Thursday, February 2, 2012

Judge vs Jury on Preliminary Determinations of Admissibility

The following question was asked on the Facebook page @;

"Can you shed light on questions in evidence where it is up to the jury to decide certain things and up to the judge to instruct the jury etc."


On the MBE, these questions revolve around the preliminary determination as to whether evidence is admissible. In other words, sometimes the existence of a preliminary fact is a condition to the admissibility of evidence, and a question is raised as to whether a judge or jury should make a determination as to that fact.

As a general rule, the judge decides on facts that involve the competency of evidence while the jury decides on facts that involve the relevancy of evidence.

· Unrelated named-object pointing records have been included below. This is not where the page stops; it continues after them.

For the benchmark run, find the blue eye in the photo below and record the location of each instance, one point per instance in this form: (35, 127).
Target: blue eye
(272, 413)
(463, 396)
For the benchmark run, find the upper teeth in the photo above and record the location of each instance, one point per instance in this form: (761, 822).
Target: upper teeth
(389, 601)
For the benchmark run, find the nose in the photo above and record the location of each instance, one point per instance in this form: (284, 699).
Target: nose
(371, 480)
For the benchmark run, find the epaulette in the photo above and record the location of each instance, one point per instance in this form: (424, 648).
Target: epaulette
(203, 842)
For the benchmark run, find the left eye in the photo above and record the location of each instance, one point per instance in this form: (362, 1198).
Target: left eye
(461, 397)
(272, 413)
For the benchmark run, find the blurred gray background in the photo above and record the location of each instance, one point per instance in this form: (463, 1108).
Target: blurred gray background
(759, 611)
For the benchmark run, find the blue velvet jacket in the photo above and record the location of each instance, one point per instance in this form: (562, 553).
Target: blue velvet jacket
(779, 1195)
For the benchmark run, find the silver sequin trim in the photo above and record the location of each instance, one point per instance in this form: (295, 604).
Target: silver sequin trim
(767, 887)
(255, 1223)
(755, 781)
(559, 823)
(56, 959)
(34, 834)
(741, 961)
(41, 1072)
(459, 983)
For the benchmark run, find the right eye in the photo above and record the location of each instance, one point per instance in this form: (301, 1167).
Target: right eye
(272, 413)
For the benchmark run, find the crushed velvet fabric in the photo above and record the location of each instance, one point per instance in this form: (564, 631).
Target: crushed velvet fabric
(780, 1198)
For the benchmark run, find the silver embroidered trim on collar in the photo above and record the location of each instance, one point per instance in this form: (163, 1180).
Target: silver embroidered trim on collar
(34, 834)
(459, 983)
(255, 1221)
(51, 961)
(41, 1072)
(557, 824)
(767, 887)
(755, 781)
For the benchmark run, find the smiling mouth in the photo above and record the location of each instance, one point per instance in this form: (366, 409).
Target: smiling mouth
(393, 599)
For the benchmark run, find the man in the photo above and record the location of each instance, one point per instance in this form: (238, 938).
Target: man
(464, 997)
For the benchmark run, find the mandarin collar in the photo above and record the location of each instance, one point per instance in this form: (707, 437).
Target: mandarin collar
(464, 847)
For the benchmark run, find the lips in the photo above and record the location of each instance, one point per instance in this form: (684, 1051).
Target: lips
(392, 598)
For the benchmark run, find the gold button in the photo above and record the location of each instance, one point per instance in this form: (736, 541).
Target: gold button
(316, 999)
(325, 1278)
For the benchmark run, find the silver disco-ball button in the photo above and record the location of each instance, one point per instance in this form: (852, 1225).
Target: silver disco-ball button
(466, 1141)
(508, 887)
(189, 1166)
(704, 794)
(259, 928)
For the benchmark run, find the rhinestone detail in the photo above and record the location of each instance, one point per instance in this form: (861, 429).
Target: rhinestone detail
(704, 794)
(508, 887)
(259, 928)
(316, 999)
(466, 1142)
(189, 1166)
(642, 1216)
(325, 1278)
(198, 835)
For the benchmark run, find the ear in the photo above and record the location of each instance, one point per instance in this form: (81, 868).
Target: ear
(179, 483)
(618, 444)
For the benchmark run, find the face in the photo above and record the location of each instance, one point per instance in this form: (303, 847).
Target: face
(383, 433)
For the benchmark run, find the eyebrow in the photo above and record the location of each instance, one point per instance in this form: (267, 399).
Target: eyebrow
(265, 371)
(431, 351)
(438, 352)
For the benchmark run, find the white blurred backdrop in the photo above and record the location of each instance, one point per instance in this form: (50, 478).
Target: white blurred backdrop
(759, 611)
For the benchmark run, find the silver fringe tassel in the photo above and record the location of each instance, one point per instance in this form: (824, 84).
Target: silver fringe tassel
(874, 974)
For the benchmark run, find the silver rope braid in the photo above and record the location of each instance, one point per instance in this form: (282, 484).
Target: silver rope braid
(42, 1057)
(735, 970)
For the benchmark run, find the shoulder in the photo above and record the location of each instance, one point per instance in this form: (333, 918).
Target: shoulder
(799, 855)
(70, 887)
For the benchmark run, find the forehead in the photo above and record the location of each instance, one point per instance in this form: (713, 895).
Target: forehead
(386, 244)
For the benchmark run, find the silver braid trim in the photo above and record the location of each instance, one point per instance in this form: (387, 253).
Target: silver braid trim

More specifically, the jury decides matters such as the authenticity of a document, whether a witness had personal knowledge of an event to which the witness testified, as well as the credibility of any witness that has testified.

The judge, on the other hand, decides on matters such as the requirements of hearsay exceptions, the existence of a privilege, whether an expert is an expert for the purposes of expert testimony, etc. This is not an exhaustive list, but, generally, judges decide on matters of law, while juries decide on matters of fact.

As an additional matter, at least in respect to the MBE (as opposed to state-specific rules) when the judge is making these preliminary determinations of admissibility, the judge can consider any relevant evidence, even if that evidence would not be admissible under the Federal Rules for other purposes.